L’ESSENTIEL :
- Prix du lait en hausse de 10 à 25 €/1 000 L selon les systèmes
- Cotation des vaches de réforme en hausse d’environ +25%
- Valorisation des veaux naissants pouvant même grimper jusqu’à +125%
Selon les premiers résultats publiés par l’IDELE et les réseaux Inosys en mars 2026, les exploitations laitières françaises ont connu une année record en 2025, avec un revenu moyen autour de 58 000 € par unité de main-d’œuvre. Cette performance s’explique par des prix du lait élevés, ainsi qu’une bonne valorisation des vaches de réforme et des veaux.
Une année record mais pour qui ?
Les premières analyses d’Idele et des réseaux Inosys, basé sur les données comptables de 2025, montrent qu’un prix à 57 800 à 58 000 € par UMO (unité de main-d'œuvre) devient la référence pour les exploitations laitières suivies. Sur un an, cela représente un gain de près de 20 000 € de plus par UMO pour les systèmes les plus performants, ce qui sort clairement de la tendance observée ces dernières années.
- Les exploitations de plaine, spécialisées lait, avec plus de 100 vaches, en sont les principaux bénéficiaires
- A l’inverse, les petites fermes, les systèmes en zone de moyenne montagne ou en transition technique perçoivent des gains plus modestes avec des écarts de revenus pouvant atteindre plus de 30 000 € par UMO.
Pourquoi 2025 est une année record ?
Plusieurs facteurs expliquent ce record exceptionnel sur les exploitations laitières :
- Les prix du lait de base ont progressé de +10 à +25 €/1 000 L selon les systèmes, dopant directement le chiffre d’affaires.
- De leur côté, les vaches de réforme ont grimpé d’environ +25%
- En parallèle, certains segments de veaux ont vu leurs cours bondir jusqu’à +125%
- Enfin, les coûts d’alimentation, d’engrais et de carburant ont reculé ou se sont stabilisés, allégeant les charges sur l’exploitation.
La fin du lait à 500 €/1 000 L ?
Les premières projections pour 2026 montrent déjà que la période d’inflation touche à sa fin.
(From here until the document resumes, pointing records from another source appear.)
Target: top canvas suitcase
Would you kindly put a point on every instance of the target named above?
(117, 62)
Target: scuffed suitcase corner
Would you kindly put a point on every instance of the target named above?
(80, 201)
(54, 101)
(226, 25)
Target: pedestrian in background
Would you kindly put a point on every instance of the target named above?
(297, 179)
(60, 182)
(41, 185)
Les experts anticipent une baisse du prix du lait de base en France, avec une fourchette autour de 400–430 €/1 000 L en moyenne annuelle, ce qui marquerait la fin symbolique du lait à 500 €/1 000 L pour la majorité des exploitations.
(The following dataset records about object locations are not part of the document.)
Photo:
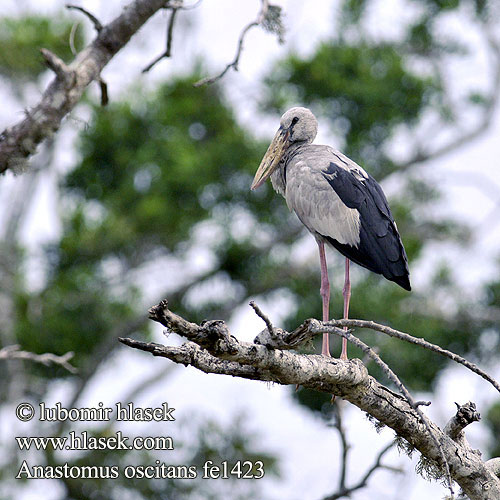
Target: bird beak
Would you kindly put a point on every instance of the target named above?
(272, 158)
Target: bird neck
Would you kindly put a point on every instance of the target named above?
(278, 177)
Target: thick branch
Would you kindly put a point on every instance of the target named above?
(13, 352)
(20, 141)
(216, 351)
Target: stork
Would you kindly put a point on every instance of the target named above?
(338, 202)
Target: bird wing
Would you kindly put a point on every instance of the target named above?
(338, 201)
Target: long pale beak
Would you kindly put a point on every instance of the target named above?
(272, 158)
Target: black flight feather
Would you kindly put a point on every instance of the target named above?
(380, 248)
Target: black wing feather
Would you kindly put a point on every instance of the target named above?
(380, 248)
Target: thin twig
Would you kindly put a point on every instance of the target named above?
(14, 352)
(394, 378)
(97, 24)
(262, 316)
(358, 323)
(364, 480)
(234, 63)
(168, 50)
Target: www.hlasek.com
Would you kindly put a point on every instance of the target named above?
(117, 441)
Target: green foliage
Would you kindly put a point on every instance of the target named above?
(364, 89)
(22, 38)
(493, 421)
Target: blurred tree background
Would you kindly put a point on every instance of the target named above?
(157, 204)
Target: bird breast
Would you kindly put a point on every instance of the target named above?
(317, 205)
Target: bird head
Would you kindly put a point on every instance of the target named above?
(297, 125)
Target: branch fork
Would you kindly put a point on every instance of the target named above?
(211, 348)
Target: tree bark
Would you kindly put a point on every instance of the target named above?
(20, 141)
(212, 349)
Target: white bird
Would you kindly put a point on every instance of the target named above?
(338, 202)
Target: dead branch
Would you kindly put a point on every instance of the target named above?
(304, 332)
(20, 141)
(168, 50)
(212, 349)
(14, 352)
(260, 20)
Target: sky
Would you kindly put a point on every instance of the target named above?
(290, 431)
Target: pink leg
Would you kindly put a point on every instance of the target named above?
(325, 295)
(346, 292)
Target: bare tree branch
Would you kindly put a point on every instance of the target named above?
(20, 141)
(417, 341)
(308, 330)
(212, 349)
(168, 50)
(14, 352)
Parallèlement, la production reste soutenue, avec une collecte qui progresse début 2026. Cela signifie que les éleveurs qui ont agrandi et maximisé leur production en 2025 se retrouvent dans une situation délicate : ils produisent plus, mais doivent vendre à des prix plus bas.
Certains accords d’aval, comme les négociations entre Bel et l’APBO, maintiennent des prix plus élevés, notamment le bio, mais ne couvrent qu’une partie des producteurs. Pour la majorité, 2026 s’annonce donc comme une année de redressement comptable après l’euphorie du précédent.